Knowledge agent: 'agent-rag-demo' created or updated successfully


## Set up messages

Messages are the input for the retrieval route and contain the conversation history. Each message includes a `role` that indicates its origin, such as `assistant` or `user`, and `content` in natural language. The LLM you use determines which roles are valid.

In [16]:
instructions = """
You are a Q&A legal agent capable of answering questions related to a legal document.
The sources are provided in JSON format and include a "doc_key" reference that must be cited in the responses. 
If the answer is not available, the agent should reply with "I DO NOT KNOW".
Always add this sentence at the end of the answer: 'Note: This answer was generated by an AI'.
"""

messages = [{"role": "system", "content": instructions}]
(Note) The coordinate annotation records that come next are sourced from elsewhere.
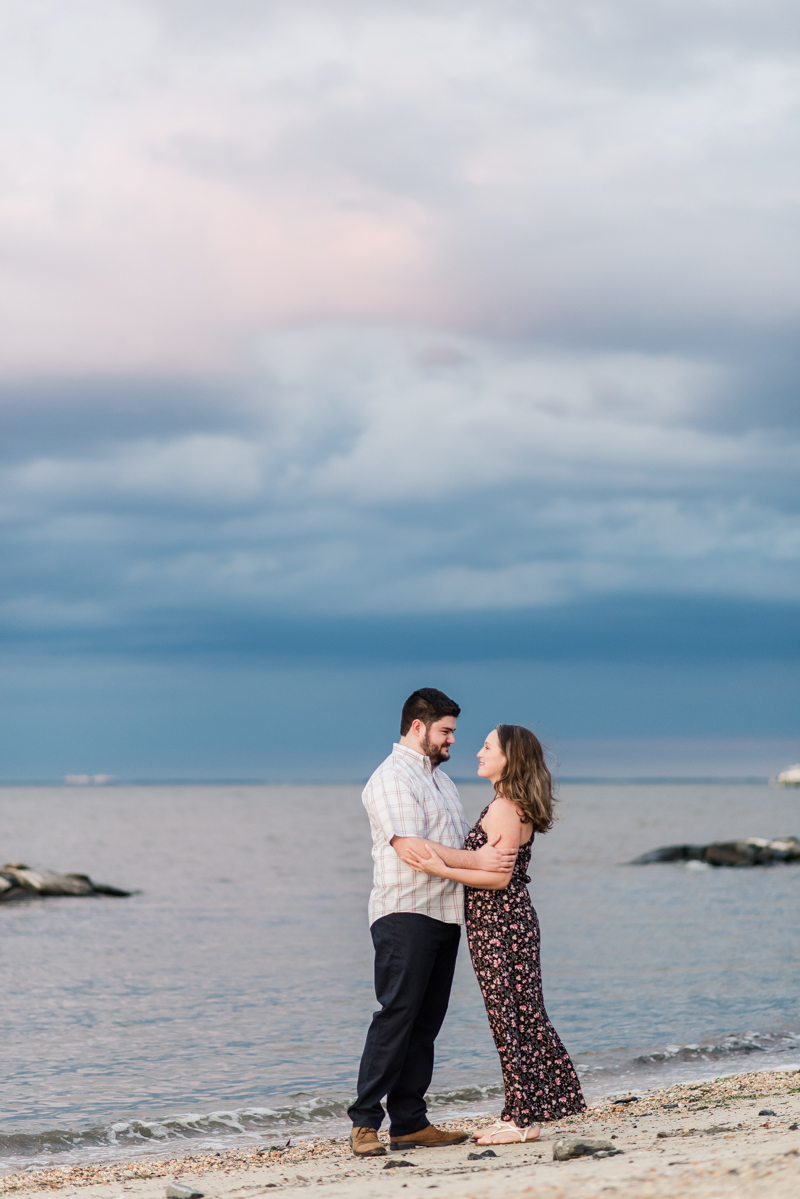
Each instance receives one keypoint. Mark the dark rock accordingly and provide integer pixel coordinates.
(753, 851)
(18, 881)
(567, 1148)
(671, 854)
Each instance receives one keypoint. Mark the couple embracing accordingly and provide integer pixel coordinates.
(432, 873)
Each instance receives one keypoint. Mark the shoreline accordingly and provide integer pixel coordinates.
(692, 1138)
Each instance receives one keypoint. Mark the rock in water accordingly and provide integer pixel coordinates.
(753, 851)
(567, 1148)
(18, 881)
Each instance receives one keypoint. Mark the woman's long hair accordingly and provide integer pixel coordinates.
(525, 779)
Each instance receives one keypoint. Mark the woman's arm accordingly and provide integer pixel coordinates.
(492, 856)
(428, 862)
(503, 827)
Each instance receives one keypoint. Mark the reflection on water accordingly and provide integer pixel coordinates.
(230, 998)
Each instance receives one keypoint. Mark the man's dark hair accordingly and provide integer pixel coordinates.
(427, 705)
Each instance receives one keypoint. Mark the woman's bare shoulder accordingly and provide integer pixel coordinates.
(501, 817)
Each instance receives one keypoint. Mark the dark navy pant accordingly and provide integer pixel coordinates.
(415, 959)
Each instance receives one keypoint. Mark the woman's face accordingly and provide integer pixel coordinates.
(491, 759)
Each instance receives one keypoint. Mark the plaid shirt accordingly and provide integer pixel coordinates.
(405, 797)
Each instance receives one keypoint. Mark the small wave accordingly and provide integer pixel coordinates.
(726, 1047)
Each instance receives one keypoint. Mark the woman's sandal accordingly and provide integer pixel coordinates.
(507, 1126)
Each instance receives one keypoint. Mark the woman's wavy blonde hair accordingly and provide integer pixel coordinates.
(525, 779)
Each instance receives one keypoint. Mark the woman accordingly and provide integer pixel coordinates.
(503, 934)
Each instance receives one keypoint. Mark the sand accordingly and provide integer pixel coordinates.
(704, 1139)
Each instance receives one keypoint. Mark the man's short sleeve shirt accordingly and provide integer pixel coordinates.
(405, 797)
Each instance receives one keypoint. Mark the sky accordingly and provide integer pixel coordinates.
(353, 348)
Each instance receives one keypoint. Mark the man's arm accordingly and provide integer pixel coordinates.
(497, 860)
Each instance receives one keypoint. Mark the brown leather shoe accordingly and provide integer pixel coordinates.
(427, 1138)
(364, 1143)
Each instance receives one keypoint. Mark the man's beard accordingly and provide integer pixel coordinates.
(435, 755)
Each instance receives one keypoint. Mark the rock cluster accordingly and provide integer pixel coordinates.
(18, 881)
(753, 851)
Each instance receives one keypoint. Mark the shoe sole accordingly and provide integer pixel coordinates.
(425, 1144)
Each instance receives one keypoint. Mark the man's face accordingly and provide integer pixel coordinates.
(438, 739)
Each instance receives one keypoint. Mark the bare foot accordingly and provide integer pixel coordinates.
(506, 1133)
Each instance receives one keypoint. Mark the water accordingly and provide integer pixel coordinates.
(228, 1001)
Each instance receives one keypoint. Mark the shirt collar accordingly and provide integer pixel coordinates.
(419, 759)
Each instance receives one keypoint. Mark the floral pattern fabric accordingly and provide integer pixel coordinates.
(504, 943)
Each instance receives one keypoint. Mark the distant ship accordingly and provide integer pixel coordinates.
(90, 779)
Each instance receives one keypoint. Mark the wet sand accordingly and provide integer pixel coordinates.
(704, 1139)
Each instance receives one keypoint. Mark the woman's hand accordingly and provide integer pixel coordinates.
(427, 862)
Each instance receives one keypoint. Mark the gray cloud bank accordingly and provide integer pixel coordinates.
(347, 312)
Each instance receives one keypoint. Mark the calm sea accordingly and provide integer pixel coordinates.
(227, 1002)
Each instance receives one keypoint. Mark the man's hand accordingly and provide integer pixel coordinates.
(499, 861)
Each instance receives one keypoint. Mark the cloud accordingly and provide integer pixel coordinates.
(350, 312)
(180, 178)
(386, 471)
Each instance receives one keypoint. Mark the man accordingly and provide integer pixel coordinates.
(415, 923)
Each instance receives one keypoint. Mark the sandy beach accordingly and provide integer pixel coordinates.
(737, 1136)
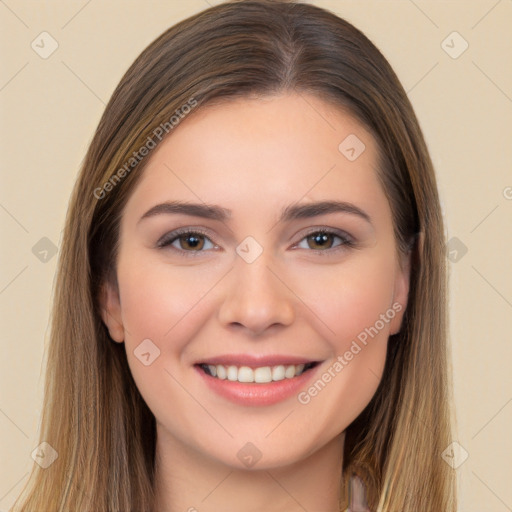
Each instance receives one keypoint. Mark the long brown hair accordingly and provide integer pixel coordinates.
(93, 414)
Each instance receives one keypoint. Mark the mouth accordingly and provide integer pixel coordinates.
(257, 374)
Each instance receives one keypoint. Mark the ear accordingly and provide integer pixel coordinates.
(110, 307)
(401, 291)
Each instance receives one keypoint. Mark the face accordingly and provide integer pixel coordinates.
(261, 315)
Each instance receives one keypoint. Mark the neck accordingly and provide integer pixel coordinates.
(189, 481)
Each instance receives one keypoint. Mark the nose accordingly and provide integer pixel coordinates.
(256, 297)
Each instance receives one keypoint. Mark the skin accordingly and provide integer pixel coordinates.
(255, 157)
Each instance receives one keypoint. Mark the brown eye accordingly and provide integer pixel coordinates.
(191, 241)
(326, 241)
(186, 241)
(320, 240)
## Use agentic retrieval to fetch results

This step runs the retrieval pipeline to extract relevant information from your search index. Based on the messages and parameters on the retrieval request, the LLM:

1. Analyzes the entire conversation history to determine the underlying information need.
1. Breaks down the compound user query into focused subqueries.
1. Runs each subquery simultaneously against text fields and vector embeddings in your index.
1. Uses semantic ranker to rerank the results of all subqueries.
1. Merges the results into a single string.

In [17]:
agent_client = KnowledgeAgentRetrievalClient(endpoint=azure_ai_search_endpoint,
                                             agent_name=agent_name,
                                             credential=credential)

In [18]:
messages.append({
    "role":
    "user",
    "content":
    """
    What are the penalties for theft? For murder? Identity theft?
    """
})

In [19]:
retrieval_result = agent_client.retrieve(
    retrieval_request=KnowledgeAgentRetrievalRequest(
        messages=[
            KnowledgeAgentMessage(role=msg["role"],
                                  content=[
                                      KnowledgeAgentMessageTextContent(
                                          text=msg["content"])
                                  ]) for msg in messages
            if msg["role"] != "system"
        ],
        target_index_params=[
            KnowledgeAgentIndexParams(index_name=index_name,
                                      reranker_threshold=2.5)
        ]))

In [20]:
messages.append({
    "role": "assistant",
    "content": retrieval_result.response[0].content[0].text
})

### Review the retrieval response, activity, and results

Each retrieval response from Azure AI Search includes:

+ A unified string that represents grounding data from the search results.
+ The query plan.
+ Reference data that shows which chunks of the source documents contributed to the unified string.

In [21]:
print("\033[1;31;34m")
print(retrieval_result.response[0].content[0].text)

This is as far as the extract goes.